Candle Light Operators would become, to their eyes, people who knew what was going on, the only people in the world the normal person could really count on when things like this happened. It would take a while for the narrative to stick, according to their communications expert, but this was the first and most crucial step. Better than any communications campaign.

David hated it. He wasn’t as soft as Michael was, but he also wasn’t as jaded as Travis and—apparently—the communication expert guy were. This was a disaster, not an opportunity.

“Twenty minutes before teams Welles and team Locke arrive, sir,” Bob supplied. “Operator uh… Cynic, I think? Fuck, yes, she is already here.”

“Let me take over, thank you, Bob,” Jennifer interjected.

Bob nodded and immediately switched to muscle grunt mode. His job wasn’t to coordinate the ongoing efforts but to keep the situation from blowing up, which he did splendidly.

“I’ll make it quick,” Jennifer stated. “This is a clusterfuck. The building’s insides suddenly turned into a blender. Space makes no sense, there’re monsters and things in there I can’t even explain. A person was attacked by a candelabrum. Get it? We have three dead operators and fifteen people trapped inside, but it could have been much worse.”

David nodded.

“Now,” she continued, “we are waiting for the teams to arrive, and then we’ll start with the rescue operations. You,” she pointed a finger at his chest, “are very welcome to join.”

“What about you?” David inquired. Surprisingly, he found the idea of venturing into a blender of death much less appalling than he’d have thought. The building simply didn’t have the aura of malice the dungeon had.

“It’s all hands on deck, kind sir. I’m going in as soon as I’ve finished instructing the men out here. See you inside?”

David nodded, determination on his face. “You bet.”

Gonna prove you all wrong. I’m not scared of action. I’m scared of the dungeon.

“That’s the spirit, mister CEO. Gonna be good publicity.”
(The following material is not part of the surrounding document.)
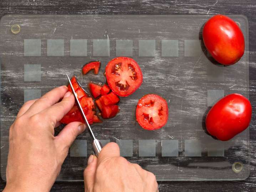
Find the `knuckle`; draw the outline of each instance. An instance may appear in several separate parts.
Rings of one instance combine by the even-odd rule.
[[[118,157],[116,159],[116,161],[119,165],[125,165],[128,163],[126,159],[123,157]]]
[[[29,100],[27,101],[23,104],[22,107],[29,106],[31,105],[34,102],[34,100]]]
[[[30,117],[29,120],[32,123],[37,124],[41,120],[41,119],[40,115],[38,114],[36,114]]]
“I’m not doing it for that reason,” David declared, and he meant it. What he didn’t know was why he was throwing himself into it with such zeal. He wasn’t that interested in saving people, was he? He had never much cared for them in the past, after all, but that had all been before Michael. Plus, he knew, there was always the prospect of unforeseen opportunities. Who knew what magic could do? Perhaps, in that building, there was a way to power himself up that didn’t require him to enter the dungeon again.